Partial state expiration
Proposals for partial expiration of the state operate on the basis of the principle of dividing the state into “pieces”. This would require everyone to store the “higher level map” whose pieces are empty or non-empty forever. Data in songs is only stored if it has been recently accessed. The “resurrection” mechanism allows anyone to report data in bulk if it is not stored by providing proof of its nature.
State expiration based on address period
State expiration based on address period proposes having a growing list of state trees instead of just one storing the entire state. Any state read or written is updated in the most recent state tree. A new empty state tree is added once per period, which can last for a year.
In this scenario, the old state trees are frozen and full nodes must store only the last two trees. If a state object is part of an expired tree, it can be read or written, but the transaction would require a Merkle proof for this.
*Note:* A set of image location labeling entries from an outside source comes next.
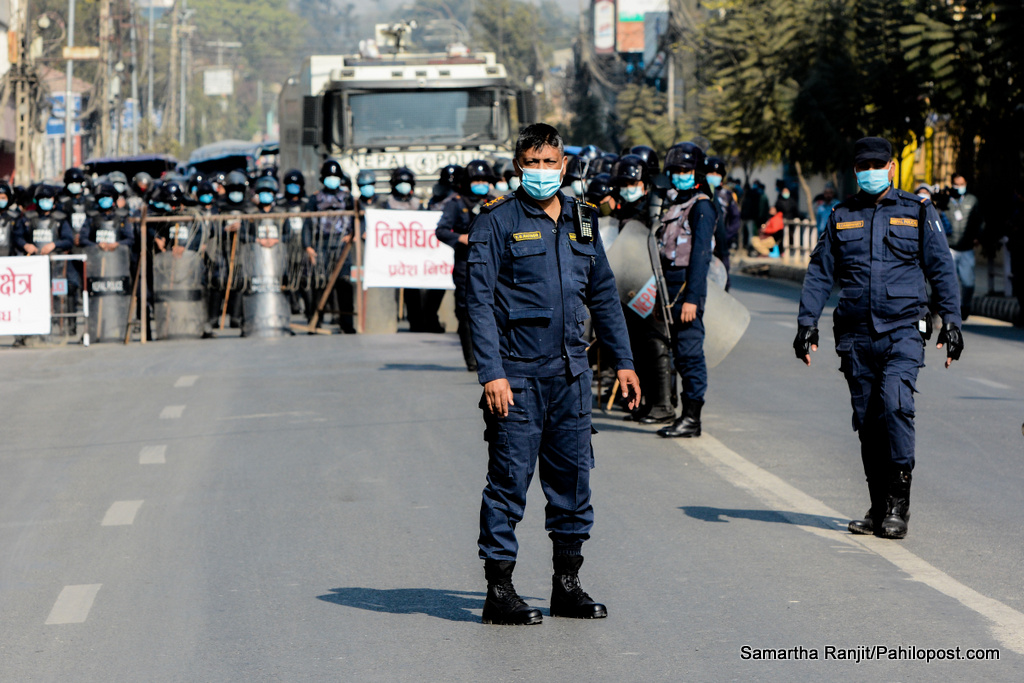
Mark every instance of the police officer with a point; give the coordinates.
(324, 240)
(536, 265)
(476, 185)
(879, 247)
(685, 245)
(8, 218)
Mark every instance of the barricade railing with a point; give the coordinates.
(317, 273)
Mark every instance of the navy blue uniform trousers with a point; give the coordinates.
(687, 339)
(550, 422)
(882, 373)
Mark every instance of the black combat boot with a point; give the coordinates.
(871, 522)
(897, 506)
(503, 604)
(688, 424)
(662, 411)
(567, 597)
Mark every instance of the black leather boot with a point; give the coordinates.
(688, 424)
(662, 411)
(503, 604)
(567, 597)
(871, 522)
(897, 506)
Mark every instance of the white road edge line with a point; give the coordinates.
(153, 455)
(172, 412)
(122, 513)
(73, 604)
(1008, 624)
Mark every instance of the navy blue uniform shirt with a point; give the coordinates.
(531, 289)
(880, 254)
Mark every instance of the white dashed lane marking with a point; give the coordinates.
(121, 513)
(73, 604)
(153, 455)
(989, 383)
(172, 412)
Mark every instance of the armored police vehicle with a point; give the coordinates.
(379, 111)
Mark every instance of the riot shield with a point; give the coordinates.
(178, 308)
(110, 293)
(265, 307)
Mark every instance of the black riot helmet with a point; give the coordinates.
(684, 157)
(630, 169)
(402, 174)
(713, 165)
(599, 187)
(331, 167)
(452, 176)
(573, 170)
(649, 157)
(236, 180)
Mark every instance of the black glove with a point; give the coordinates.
(952, 339)
(806, 338)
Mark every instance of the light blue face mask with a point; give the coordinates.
(542, 184)
(873, 181)
(684, 181)
(631, 194)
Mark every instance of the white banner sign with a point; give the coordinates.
(402, 251)
(25, 295)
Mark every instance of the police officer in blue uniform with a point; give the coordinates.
(879, 247)
(685, 244)
(537, 271)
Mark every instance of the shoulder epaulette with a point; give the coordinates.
(489, 206)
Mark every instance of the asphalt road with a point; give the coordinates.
(305, 509)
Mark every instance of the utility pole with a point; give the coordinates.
(69, 102)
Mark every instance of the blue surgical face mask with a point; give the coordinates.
(683, 181)
(873, 181)
(631, 194)
(542, 183)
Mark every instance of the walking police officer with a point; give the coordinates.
(879, 247)
(685, 244)
(536, 266)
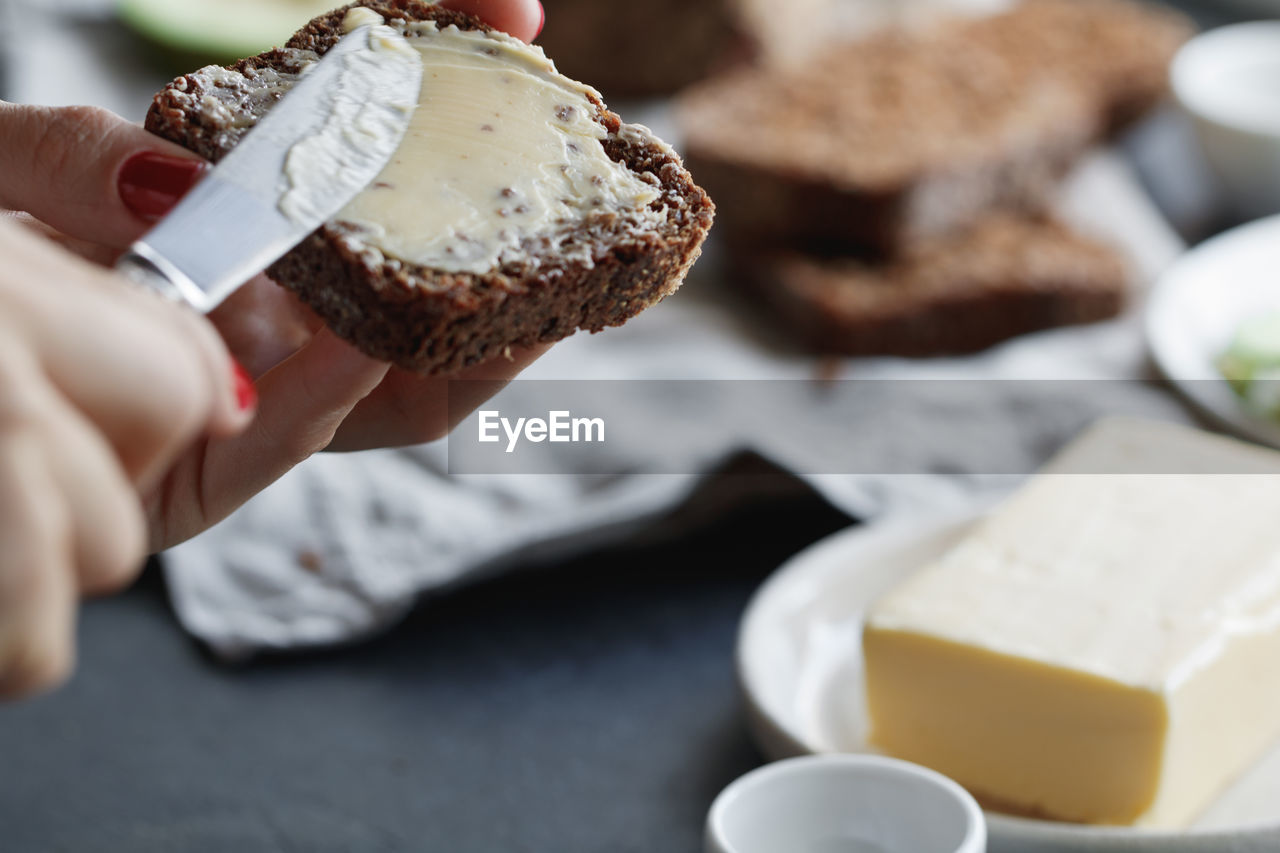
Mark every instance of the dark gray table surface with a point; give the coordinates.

After the transaction, it will be added to the last tree.
Feature cleanup
Over time, all protocols become complex, no matter how simple they start out.
Buterin wrote:
“If we don’t want Ethereum to enter a black hole of ever-increasing complexity, we need to do one of two things: (i) stop making changes and ossify the protocol(ii) be able to actually withdraw features and reduce complexity.”
According to Buterin, cleaning up the complexity of Ethereum requires several small fixes, like removing the SELFDESTRUCT opcode, removing old transaction types and beacon chain committees, reforming LOG, etc. Buterin also suggested simplifying gas mechanics, removing gas observability, and improving static analysis.